Neural networks from scratch in C/CUDA with Python bindings.
High-performance neural network library with a C/CUDA backend, designed to be used primarily through Python.
- C/CUDA backend for high-performance tensor operations
- Clean Python API via pybind11
- GPU acceleration with CUDA
- Modern build system (CMake + scikit-build-core)
- C compiler (Clang/GCC)
- CUDA Toolkit 11+
- Python 3.12+
- CMake 3.18+
- uv package manager
git clone <repository-url>
cd nn_c
uv sync
uv pip install -e .
python -c "from nn_c import Tensor; print(Tensor([2, 3]))"from nn_c import Tensor
# Create tensors
t = Tensor([2, 3])
# From Python list
data = [1.0, 2.0, 3.0, 4.0, 5.0, 6.0]
t = Tensor.from_list(data, [2, 3])
# Access and inspect
print(t[0, 0]) # 1.0
print(t.shape) # (2, 3)
print(t.size) # 6
# Serialize
bytes_data = t.to_bytes()
t2 = Tensor.from_bytes([2, 3], bytes_data)# Setup (one-time)
uv sync
uv pip install -e .
# After C/CUDA changes
cmake --build build
# Run tests
python python/run_tests.pyThe CPU convolution path uses an im2col transform to reduce the 6-nested-loop naive convolution
to a single GEMM call. The key function is conv2d_layer_im2col in
conv2d_layer.c.
What it does mathematically: For an input of shape (C_in, H, W) with a kernel of size
K×K, im2col extracts every C_in × K × K patch that the kernel slides over and lays them
out as columns in a matrix X_col of shape (C_in*K*K) × (H_out*W_out). The weight tensor
is reshaped to W_row of shape (C_out) × (C_in*K*K). The full convolution output is then:
Y_flat = W_row × X_col // (C_out) × (H_out*W_out)
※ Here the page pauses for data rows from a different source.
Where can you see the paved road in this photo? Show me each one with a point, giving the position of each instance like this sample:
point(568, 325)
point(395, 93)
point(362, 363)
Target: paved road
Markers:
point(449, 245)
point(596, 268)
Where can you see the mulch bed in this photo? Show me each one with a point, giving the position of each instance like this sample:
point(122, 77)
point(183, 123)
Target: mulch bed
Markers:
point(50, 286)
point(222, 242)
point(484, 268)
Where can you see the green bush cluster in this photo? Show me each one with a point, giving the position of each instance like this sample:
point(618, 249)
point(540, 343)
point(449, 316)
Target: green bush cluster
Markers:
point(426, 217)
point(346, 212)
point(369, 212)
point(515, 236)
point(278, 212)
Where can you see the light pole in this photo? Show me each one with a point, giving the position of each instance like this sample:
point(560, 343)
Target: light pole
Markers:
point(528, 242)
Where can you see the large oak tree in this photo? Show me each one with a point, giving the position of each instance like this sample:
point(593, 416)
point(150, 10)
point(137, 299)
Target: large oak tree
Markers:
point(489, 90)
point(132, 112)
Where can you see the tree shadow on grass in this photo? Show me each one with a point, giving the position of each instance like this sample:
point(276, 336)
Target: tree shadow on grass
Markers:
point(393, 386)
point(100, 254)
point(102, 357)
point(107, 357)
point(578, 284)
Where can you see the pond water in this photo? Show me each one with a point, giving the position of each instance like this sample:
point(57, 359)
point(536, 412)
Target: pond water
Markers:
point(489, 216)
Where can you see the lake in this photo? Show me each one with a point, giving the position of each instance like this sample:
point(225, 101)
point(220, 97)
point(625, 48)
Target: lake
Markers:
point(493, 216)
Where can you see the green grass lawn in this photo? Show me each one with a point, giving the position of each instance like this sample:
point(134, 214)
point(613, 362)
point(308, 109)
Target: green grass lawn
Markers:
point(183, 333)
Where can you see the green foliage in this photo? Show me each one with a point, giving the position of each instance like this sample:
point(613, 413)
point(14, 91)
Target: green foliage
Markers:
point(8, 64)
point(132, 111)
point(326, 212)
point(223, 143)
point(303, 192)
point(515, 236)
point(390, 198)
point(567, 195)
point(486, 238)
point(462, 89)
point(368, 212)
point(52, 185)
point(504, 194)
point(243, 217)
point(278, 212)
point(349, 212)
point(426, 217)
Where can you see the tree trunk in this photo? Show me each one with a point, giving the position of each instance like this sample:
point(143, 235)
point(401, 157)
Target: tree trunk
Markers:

which is a single GEMM — no spatial traversal logic, no strided index arithmetic in the inner loop.
Why this matters for cache locality: The naive nested loop implementation accesses both
the input and kernel tensors with irregular strides — for each output position (i, j), the
kernel slides over a non-contiguous K×K region of the input. im2col pays a one-time cost
to materialize X_col (a contiguous layout of all input patches), after which GEMM's inner
loop reads memory sequentially. On large kernels and input sizes, the sequential access
pattern drives cache utilization significantly higher. Measured speedup over the naive
implementation: 5-10x.
Backward pass: The inverse operation, col2im, scatters gradient values from
dX_col = W^T × dY_flat back to the padded input gradient using accumulated additions into
the overlapping patch regions.
Both the matrix-vector product and general matrix multiply paths in tensor.c are manually vectorized using AVX-512 intrinsics.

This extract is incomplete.